For computing kappa, see slide 13.
Kappa = 1 indicates perfect classification, kappa = 0 is random guessing.
Entropy
‘Informativeness’ is measured by entropy of the distribution.
- For a discrete PDF, entropy is $\sum_i p_i \log (1 / p_i)$.
- Measures the amount of ‘surprise’ in seeing each draw.
- Low entropy means low information/surprise.
- High entropy means more uncertainty of what is next.
Information Gain
General principle: pick the split that does most to separate classes, that is pick split with highest information gain.
The information gain from a proposed split is determined by the weighted sum of the entropy of the partitions.
For more information see slide 24.
- Algorithm is greedy, and does not guarantee the best tree, but usually works in practice.
- Prefers multi-valued splits, which may result in overfitting.
Decision Tree Algorithms
Different decision tree algorithms use different split rules. See slide 27 onwards.
Naive Bayes and SVM
See slide 35 onwards.
Clustering
Clustering aims to find classes without labelled examples.

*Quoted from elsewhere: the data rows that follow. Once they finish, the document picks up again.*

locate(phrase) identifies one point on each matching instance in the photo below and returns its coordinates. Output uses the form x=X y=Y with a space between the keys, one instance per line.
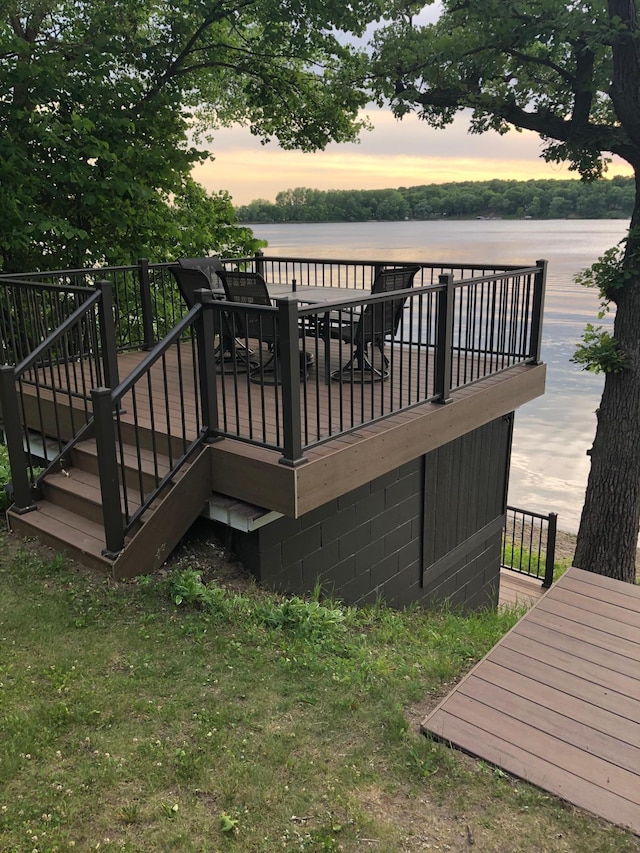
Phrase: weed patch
x=175 y=713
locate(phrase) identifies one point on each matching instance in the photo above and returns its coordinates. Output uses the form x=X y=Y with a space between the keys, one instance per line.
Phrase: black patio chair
x=250 y=288
x=193 y=274
x=372 y=326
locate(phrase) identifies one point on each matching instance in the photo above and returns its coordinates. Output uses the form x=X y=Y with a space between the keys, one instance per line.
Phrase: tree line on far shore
x=537 y=199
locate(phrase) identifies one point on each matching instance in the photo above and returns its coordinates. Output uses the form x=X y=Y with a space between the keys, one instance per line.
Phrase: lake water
x=549 y=465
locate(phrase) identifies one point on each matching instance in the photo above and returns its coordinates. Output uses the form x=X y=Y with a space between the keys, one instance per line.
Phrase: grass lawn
x=170 y=714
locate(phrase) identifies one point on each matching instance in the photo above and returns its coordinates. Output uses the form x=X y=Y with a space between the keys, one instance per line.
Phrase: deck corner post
x=108 y=471
x=145 y=304
x=10 y=409
x=289 y=355
x=205 y=327
x=539 y=285
x=551 y=550
x=108 y=334
x=444 y=344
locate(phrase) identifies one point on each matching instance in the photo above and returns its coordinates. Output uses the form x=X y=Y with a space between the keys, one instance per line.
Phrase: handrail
x=529 y=538
x=160 y=348
x=371 y=262
x=36 y=285
x=12 y=403
x=118 y=496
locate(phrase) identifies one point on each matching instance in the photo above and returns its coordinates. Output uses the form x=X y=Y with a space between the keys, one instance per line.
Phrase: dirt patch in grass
x=172 y=720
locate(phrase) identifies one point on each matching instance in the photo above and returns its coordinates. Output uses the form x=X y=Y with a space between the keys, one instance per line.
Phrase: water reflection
x=549 y=465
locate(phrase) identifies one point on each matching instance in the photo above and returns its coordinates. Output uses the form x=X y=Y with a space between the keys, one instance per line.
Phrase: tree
x=102 y=101
x=571 y=73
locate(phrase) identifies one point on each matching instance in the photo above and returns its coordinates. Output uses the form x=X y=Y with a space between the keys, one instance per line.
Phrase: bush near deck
x=187 y=713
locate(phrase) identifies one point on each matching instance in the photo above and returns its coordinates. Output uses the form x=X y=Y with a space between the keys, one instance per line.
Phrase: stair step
x=84 y=456
x=81 y=538
x=79 y=491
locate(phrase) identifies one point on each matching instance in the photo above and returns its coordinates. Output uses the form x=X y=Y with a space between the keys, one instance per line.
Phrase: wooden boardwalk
x=557 y=701
x=519 y=590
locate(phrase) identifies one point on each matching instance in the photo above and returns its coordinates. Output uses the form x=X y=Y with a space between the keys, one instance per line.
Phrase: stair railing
x=138 y=422
x=44 y=398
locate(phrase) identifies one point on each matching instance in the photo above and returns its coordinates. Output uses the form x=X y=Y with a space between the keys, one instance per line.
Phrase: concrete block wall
x=368 y=545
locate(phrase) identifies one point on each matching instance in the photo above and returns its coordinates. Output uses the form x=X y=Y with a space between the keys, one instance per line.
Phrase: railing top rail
x=309 y=308
x=88 y=270
x=42 y=348
x=155 y=353
x=465 y=282
x=377 y=262
x=36 y=285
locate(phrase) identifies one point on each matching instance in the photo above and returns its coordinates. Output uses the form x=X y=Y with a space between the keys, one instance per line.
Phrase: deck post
x=10 y=409
x=539 y=284
x=108 y=334
x=290 y=367
x=551 y=550
x=205 y=334
x=145 y=304
x=445 y=339
x=108 y=471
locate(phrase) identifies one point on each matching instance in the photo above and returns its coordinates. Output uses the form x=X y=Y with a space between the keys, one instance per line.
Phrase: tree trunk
x=608 y=534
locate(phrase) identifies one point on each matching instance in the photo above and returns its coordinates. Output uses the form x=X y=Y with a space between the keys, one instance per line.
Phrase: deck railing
x=450 y=335
x=461 y=323
x=60 y=372
x=138 y=422
x=148 y=305
x=529 y=544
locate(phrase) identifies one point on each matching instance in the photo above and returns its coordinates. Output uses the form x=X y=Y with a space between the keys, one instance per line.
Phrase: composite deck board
x=250 y=411
x=247 y=409
x=557 y=701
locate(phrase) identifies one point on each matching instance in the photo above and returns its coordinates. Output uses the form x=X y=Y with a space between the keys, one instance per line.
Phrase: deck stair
x=68 y=512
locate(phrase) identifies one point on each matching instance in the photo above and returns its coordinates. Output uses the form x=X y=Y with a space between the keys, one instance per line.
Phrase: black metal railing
x=529 y=544
x=143 y=434
x=44 y=400
x=290 y=383
x=449 y=335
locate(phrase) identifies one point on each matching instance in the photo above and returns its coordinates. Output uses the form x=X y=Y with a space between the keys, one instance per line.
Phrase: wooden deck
x=518 y=590
x=254 y=474
x=557 y=701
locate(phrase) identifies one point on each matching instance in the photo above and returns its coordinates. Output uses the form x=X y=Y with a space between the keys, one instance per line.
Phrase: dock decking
x=557 y=701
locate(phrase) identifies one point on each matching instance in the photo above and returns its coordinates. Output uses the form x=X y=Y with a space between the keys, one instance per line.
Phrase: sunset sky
x=394 y=154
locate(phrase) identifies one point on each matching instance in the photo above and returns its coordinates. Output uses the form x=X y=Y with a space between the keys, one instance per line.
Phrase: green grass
x=240 y=721
x=531 y=563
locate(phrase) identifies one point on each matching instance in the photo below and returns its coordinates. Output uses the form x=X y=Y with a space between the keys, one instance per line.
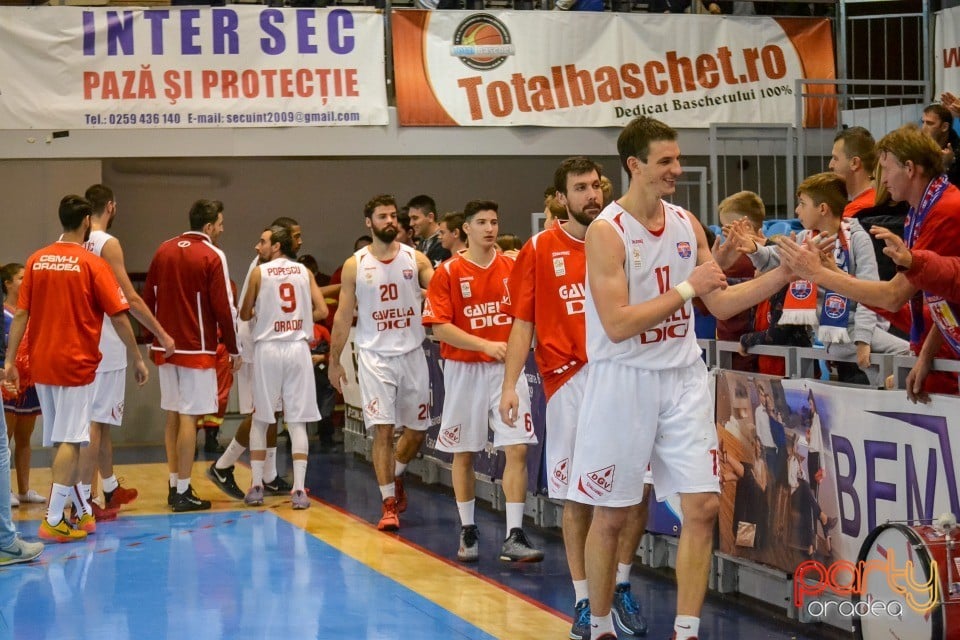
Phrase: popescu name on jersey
x=486 y=314
x=393 y=318
x=574 y=295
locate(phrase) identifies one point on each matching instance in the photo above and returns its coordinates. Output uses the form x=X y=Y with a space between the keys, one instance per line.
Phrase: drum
x=926 y=547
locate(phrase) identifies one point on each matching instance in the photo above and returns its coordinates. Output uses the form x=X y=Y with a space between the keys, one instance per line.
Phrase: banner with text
x=233 y=66
x=460 y=68
x=810 y=469
x=946 y=52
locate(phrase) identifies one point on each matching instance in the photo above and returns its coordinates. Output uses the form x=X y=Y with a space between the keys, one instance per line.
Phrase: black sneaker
x=224 y=479
x=188 y=501
x=516 y=548
x=277 y=487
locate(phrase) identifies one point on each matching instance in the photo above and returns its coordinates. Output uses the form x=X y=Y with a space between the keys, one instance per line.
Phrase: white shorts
x=632 y=418
x=66 y=413
x=283 y=381
x=109 y=388
x=471 y=405
x=190 y=392
x=244 y=381
x=563 y=412
x=394 y=389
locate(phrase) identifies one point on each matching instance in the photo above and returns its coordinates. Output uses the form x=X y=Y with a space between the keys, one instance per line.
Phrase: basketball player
x=383 y=283
x=283 y=371
x=65 y=292
x=109 y=387
x=546 y=296
x=221 y=471
x=646 y=259
x=463 y=305
x=188 y=288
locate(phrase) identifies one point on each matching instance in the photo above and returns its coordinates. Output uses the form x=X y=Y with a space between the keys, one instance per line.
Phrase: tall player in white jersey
x=285 y=299
x=109 y=387
x=221 y=471
x=384 y=282
x=646 y=259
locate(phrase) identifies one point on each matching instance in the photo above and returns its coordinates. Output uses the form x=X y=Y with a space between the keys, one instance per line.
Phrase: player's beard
x=386 y=235
x=583 y=217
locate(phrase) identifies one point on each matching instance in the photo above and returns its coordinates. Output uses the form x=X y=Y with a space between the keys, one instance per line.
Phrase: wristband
x=686 y=291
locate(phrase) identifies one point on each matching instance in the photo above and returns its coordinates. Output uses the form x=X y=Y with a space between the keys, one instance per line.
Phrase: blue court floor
x=321 y=573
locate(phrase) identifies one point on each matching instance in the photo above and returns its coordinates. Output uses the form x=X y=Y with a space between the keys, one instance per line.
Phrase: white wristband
x=686 y=291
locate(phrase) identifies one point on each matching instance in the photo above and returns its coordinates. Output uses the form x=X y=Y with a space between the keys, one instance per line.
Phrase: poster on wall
x=809 y=469
x=499 y=68
x=946 y=52
x=165 y=67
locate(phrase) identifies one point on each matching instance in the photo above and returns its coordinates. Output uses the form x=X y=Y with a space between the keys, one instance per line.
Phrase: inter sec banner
x=946 y=51
x=459 y=68
x=234 y=66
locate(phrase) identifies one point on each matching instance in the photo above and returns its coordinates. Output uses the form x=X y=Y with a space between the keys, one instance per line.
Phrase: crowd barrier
x=882 y=460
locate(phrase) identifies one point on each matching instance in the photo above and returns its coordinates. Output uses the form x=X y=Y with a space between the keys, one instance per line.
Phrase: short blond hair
x=827 y=188
x=746 y=203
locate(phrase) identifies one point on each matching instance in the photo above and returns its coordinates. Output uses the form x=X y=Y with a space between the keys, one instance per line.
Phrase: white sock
x=686 y=627
x=59 y=494
x=81 y=504
x=580 y=591
x=299 y=474
x=466 y=510
x=514 y=516
x=270 y=465
x=256 y=467
x=109 y=484
x=231 y=455
x=600 y=625
x=388 y=491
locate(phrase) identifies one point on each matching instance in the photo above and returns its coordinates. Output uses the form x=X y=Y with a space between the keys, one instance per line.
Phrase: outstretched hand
x=895 y=249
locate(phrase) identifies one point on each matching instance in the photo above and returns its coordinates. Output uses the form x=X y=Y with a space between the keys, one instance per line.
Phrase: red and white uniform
x=546 y=288
x=469 y=296
x=188 y=289
x=646 y=399
x=67 y=290
x=283 y=371
x=110 y=386
x=391 y=364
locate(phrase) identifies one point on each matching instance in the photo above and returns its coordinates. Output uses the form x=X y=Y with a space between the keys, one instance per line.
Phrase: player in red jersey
x=463 y=306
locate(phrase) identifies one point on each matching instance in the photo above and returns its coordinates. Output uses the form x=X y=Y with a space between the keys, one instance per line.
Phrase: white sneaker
x=32 y=497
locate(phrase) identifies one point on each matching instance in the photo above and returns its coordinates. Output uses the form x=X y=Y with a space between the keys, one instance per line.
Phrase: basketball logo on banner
x=482 y=42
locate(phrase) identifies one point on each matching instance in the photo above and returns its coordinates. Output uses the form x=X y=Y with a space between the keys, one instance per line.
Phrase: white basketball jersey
x=389 y=303
x=654 y=263
x=284 y=308
x=111 y=346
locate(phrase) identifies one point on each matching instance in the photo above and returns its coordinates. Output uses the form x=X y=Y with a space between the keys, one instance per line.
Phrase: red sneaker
x=120 y=496
x=390 y=520
x=401 y=494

It is an ‘unsupervised’ learning method.
Distance Measurement
Some clustering algorithms assume a certain distance function.
We use distances that obey the metric rules:
- Identity - $d(x, y) = 0 \implies x = y$.
- Symmetry - $d(x, y) = d(y, x)$.
- Triangle Inequality - $d(x, z) \le d(x, y) + d(y, z)$.
Most distance measurements of interest are metrics.
Objective Functions
- K-Centre Objective - Minimise the diameter of each cluster, with $k$ centres.
- K-Medians Objective - Minimise the average distance from each point to its closest centre.
- K-Means Objective - Minimise the sum of squared distances between points and they closest centre.
It is NP-Hard to find an optimal clustering. There are two computational approaches:
- Approximation Algorithms - Guarantee some quality.
- Heuristic Methods - Give good results in practice but have limited or no guarantees.
Cluster Evaluation
- Harder to evaluate quality of a clustering.
- Can use a withheld class attribute to define a true clustering.
- Can then study the confusion matrix comparing class to clusters.
Hierarchical Clustering
Hierarchical Agglomerative Clustering (HAC) creates binary tree structure of clusters.
Can use single-link, complete-link, or average-link.
Algorithm is polynomial.
TODO: Detail here.
Density-Based Clustering
- Seek clusters which are locally dense.
- Potentially allows finding complex cluster shapes.
- Possibly more robust to noise.
DBSCAN Algorithm from slide 48.
Recommendation
Recommender systems produce tailored recommendations.
Evaluation is similar to evaluating classifiers:
- Break labeled data into training and test data.
- For each test pair, predict the user score for the item.
- Measure the difference, and aim to minimise over N tests.
Neighbourhood Method
- Find $k$ other users $K$ who are similar to target user $u$.
- Combine the $k$ users’ weighted preferences.
- Use these to make predictions for $u$.
Latent Factor Analysis
- Earlier we rejected methods based on features of items, since can not guarantee they will be available.
- Latent Factor Analysis tries to find ‘hidden’ features from the rating matrix.